Está rota, contestó la voz de adelante. Extraña la voz, parecía impostada. Como la de un actor que está buscando cómo hablaría su personaje pero al que todavía no le encuentra la vuelta, le falta tiempo de maceración. Le empecé a hablar. Quise sacarle conversación para despejar las incógnitas que algunos detalles de la persona que conducía me habían despertado.
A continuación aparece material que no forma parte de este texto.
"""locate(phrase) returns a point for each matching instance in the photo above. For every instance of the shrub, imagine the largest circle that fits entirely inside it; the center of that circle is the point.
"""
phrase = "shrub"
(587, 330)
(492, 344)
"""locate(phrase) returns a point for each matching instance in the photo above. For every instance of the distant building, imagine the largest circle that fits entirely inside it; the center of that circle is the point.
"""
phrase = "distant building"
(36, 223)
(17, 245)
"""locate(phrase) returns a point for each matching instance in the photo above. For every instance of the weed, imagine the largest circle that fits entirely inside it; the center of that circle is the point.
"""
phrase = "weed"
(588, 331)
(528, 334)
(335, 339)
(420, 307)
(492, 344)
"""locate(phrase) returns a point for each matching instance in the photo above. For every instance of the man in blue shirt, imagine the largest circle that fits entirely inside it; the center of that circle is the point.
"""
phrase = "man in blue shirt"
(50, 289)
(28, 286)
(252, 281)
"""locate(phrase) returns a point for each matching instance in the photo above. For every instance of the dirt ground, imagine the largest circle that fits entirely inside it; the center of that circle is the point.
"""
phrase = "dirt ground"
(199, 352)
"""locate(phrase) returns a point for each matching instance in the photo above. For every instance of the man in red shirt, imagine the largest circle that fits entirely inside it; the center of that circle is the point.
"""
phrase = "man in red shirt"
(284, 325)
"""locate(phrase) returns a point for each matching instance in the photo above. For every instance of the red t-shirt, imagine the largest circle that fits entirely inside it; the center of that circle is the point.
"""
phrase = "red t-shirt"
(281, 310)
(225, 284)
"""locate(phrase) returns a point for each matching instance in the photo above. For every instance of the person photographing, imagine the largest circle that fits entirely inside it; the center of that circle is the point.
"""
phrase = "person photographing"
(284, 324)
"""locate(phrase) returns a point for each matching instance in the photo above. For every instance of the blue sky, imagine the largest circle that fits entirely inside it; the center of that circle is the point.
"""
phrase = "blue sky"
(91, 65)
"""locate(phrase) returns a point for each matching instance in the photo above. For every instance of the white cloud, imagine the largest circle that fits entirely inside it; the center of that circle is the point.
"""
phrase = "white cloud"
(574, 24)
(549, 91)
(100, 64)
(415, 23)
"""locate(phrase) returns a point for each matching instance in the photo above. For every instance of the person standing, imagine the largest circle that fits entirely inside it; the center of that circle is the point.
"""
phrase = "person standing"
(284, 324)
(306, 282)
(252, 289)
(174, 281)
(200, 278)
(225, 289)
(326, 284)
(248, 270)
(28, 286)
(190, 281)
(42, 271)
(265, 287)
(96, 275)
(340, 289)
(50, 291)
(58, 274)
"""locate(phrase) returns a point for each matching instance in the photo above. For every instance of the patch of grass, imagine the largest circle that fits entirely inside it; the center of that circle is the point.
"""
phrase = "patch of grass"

Hice varias preguntas para charlar, cortar el aburrimiento y de paso hacer mi investigación. Sin embargo, no me respondió. Estaba acostumbrado a esas situaciones. Ya lo había vivido en otras oportunidades. Así que no me sentí mal. En general lograba averiguar lo que quería. A la cuarta o quinta pregunta, escuché una especie de hipos o un llanto débil al principio. ¿Un llanto? ¿Por qué lloraría? Ahora la incomodidad me paralizó. Tuve miedo. No sabía quién era. También, un poco de vergüenza por haber ocasionado con impunidad una situación que me enfrentaba a un desconocido que no sabía cómo reaccionaría. El llanto se interrumpió. ¿Por qué me metí a hacer preguntas? ¿Qué te importa la vida de los demás?, escuché la voz de mi mujer como si estuviera sentada a mi lado. No era la primera vez que la pifiaba por esta forma de querer saber lo que solo era de los otros. Vampiro emocional. De nuevo mi mujer, en mi cabeza. Me retumbó el tono de sus palabras y lo odié. También a ella, por no dejarme pasar una. Acusadora serial, le habría contestado si hubiera estado conmigo en el taxi.

El auto se detuvo de repente y la voz destemplada me obligó a bajar. Miré a la nuca que se mantenía dura, sin moverse. Yo no quería hacerlo porque no reconocía el lugar y estaba todo muy negro. Encima el clima se había puesto peor. Me quería resistir, pero fue tan imperativo que obedecí como un pibe al que mandan al dormitorio por mal comportamiento. No quería pelear. No me animé. Quizás porque sentí culpa. Sin mediar palabra y con insatisfacción abrí la puerta, al mismo tiempo que el taxista se daba vuelta y una cara de niña me gritaba "¿qué querés averiguar, enfermo?". Ante mi boca abierta: "Sí, ¿qué querés confirmar? "Y prendiendo la luz interna del auto continuó: "Fijate bien, viejo, todavía no me creció la barba. ¿Conforme? ¿Nunca se sintió un sapo de otro pozo, no?". Me sorprendió porque sentí el odio y el resentimiento. Te lo merecés, mi mujer. No pude decir nada. Ternuras que sin prisas apuras. Pedazo de idiota. El barro me enchastró los zapatos, las medias y el borde del pantalón cuando me quise bajar de forma rápida en la oscuridad de esa calle que no sabía cuál era. Caí en la vereda con la misma torpeza que mis preguntas. Me levanté como si estuvieran observándome y fuera a pasar vergüenza.

El llanto y la voz Si quieres yo te doy el mundo pero no me pidas... Cerré la puerta. Se callaron las voces. Me fui silbando calladamente la canción hasta que me hundí en el silencio. Pedazo de idiota.